[21] Twenty pounds.

[22] Children from five to seven years of age did not attend school; but there was a considerable number of them at the Abbaye-aux-Bois, under the care of the younger nuns.

[23] The Catéchisme de Montpellier was a Jansenist catechism; its doctrines were openly proclaimed by the ladies of the Abbaye-aux-Bois.

[24] Baron Antoine Portal, consulting physician to Louis XV. and the successive sovereigns until Charles X., was Professor of Anatomy at the Museum, President of the Academy of Medicine, and a friend of Buffon and Franklin. His long career was devoted to remarkable works. By command of the Academy of Sciences he drew up a report in 1774, on the effects of noxious fumes, amongst others, of coal, on man. This small work was reprinted several times, and translated into four languages at the expense of the Academy; although the least important, it is best known of all his works. He died in 1832, aged eighty-seven.

[25] About three pounds.

[26] Twelve hundred pounds. We must not lose sight of the fact that at the Abbaye-aux-Bois the education was exclusively devoted to forming future “great ladies,” and differed entirely from that of the middle class.

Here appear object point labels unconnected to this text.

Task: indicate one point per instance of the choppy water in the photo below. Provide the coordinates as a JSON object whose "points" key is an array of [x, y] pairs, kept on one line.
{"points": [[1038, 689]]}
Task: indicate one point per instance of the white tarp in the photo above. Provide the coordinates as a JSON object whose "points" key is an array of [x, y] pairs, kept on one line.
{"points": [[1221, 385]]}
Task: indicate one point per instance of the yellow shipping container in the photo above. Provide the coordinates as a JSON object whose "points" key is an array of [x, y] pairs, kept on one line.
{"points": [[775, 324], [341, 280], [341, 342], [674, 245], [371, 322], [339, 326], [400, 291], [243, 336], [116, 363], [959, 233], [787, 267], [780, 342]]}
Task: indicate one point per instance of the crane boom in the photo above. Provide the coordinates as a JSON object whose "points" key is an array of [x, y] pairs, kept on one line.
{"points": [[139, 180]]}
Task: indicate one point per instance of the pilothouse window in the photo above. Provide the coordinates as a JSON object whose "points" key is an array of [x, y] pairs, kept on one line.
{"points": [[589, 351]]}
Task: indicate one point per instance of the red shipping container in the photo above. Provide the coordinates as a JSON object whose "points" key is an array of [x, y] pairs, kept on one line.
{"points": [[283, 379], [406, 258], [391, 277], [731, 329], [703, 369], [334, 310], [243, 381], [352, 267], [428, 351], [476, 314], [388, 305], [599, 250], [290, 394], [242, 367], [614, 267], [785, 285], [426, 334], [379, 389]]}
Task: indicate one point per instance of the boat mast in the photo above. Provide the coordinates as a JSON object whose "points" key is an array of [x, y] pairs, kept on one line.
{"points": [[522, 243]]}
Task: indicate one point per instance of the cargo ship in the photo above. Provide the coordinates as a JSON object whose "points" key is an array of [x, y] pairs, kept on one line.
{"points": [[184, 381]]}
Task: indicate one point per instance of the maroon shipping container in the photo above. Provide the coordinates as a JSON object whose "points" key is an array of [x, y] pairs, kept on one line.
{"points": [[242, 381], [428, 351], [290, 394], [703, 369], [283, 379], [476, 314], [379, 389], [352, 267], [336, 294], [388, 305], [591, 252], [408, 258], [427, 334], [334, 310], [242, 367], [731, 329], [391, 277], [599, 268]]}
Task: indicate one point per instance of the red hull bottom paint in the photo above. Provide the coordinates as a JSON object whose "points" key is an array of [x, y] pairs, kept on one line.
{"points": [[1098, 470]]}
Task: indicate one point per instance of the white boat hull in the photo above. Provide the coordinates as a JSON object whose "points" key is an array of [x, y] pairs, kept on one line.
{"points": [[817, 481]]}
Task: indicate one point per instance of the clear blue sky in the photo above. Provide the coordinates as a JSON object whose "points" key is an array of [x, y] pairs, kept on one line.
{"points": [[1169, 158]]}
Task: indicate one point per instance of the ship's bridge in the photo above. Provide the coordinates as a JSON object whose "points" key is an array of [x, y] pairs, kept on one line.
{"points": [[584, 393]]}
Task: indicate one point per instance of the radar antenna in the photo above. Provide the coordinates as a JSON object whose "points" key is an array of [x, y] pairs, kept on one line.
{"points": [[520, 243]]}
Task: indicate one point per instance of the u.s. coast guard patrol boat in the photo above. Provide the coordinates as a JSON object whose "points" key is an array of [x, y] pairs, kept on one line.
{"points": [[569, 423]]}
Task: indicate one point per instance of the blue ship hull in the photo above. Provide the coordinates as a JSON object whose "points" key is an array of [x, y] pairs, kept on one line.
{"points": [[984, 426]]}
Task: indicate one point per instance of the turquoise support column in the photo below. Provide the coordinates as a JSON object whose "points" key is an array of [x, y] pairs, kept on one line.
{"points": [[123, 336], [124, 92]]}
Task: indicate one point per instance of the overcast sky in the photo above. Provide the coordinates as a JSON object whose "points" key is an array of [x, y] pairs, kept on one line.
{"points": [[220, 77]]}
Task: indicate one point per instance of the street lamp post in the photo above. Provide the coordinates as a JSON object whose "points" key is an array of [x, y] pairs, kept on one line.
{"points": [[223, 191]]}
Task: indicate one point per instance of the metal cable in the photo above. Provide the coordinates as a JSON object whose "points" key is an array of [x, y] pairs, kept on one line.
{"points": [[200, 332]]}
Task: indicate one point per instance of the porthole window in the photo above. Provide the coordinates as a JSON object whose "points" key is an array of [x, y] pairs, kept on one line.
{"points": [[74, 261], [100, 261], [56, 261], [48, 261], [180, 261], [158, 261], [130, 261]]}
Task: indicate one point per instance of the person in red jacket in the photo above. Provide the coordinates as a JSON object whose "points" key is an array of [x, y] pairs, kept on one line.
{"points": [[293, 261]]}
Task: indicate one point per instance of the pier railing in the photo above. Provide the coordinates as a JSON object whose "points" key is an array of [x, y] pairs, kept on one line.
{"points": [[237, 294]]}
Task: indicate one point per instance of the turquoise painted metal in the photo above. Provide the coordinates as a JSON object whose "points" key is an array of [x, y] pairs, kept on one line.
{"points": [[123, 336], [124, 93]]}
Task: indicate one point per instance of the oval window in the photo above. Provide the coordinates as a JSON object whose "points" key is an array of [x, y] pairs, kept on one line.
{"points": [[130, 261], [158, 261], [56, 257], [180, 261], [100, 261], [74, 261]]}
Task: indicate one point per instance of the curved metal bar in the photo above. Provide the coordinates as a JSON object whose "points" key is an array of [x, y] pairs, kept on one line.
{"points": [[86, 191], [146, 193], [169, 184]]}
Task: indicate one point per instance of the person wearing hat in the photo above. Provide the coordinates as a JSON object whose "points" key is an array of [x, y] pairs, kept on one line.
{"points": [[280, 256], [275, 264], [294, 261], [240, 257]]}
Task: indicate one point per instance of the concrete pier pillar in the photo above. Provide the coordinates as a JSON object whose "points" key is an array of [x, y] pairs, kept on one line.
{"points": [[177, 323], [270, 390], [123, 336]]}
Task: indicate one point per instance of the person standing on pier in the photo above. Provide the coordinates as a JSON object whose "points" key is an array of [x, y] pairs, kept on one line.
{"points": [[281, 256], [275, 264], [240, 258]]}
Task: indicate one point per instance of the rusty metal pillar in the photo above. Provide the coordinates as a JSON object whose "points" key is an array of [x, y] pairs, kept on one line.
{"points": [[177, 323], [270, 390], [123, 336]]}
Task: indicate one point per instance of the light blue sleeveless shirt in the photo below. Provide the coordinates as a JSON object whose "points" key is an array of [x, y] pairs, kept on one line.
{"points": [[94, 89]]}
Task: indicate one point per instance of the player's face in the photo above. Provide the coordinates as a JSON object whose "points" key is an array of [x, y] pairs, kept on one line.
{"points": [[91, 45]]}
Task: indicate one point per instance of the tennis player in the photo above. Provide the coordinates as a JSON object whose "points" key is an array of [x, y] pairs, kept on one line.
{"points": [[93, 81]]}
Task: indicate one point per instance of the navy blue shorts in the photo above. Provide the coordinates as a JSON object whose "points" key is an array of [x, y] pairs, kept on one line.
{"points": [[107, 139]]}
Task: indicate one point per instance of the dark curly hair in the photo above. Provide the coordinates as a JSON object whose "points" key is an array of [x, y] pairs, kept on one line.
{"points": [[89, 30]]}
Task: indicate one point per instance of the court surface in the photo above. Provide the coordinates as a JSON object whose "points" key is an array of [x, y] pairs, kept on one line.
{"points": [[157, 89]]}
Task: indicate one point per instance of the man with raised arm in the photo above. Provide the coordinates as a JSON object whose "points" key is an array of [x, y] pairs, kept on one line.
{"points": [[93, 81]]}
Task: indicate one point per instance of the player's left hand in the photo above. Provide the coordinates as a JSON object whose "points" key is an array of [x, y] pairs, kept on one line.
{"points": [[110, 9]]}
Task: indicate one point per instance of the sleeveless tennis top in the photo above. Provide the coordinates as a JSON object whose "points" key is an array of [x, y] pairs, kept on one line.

[27] Privilège du Roi, a preface authorising the publication of a work, granted in the king’s name.

III

The story of the Vicar of Saint Eustache—Hélène in the white class—Death of Mademoiselle de Montmorency.

Hélène had taken the greatest aversion to Mother Quatre Temps and her punishments. The more so that, thanks to her, she had been twice delayed from promotion into the white class, not being considered worthy of preparation for her first communion.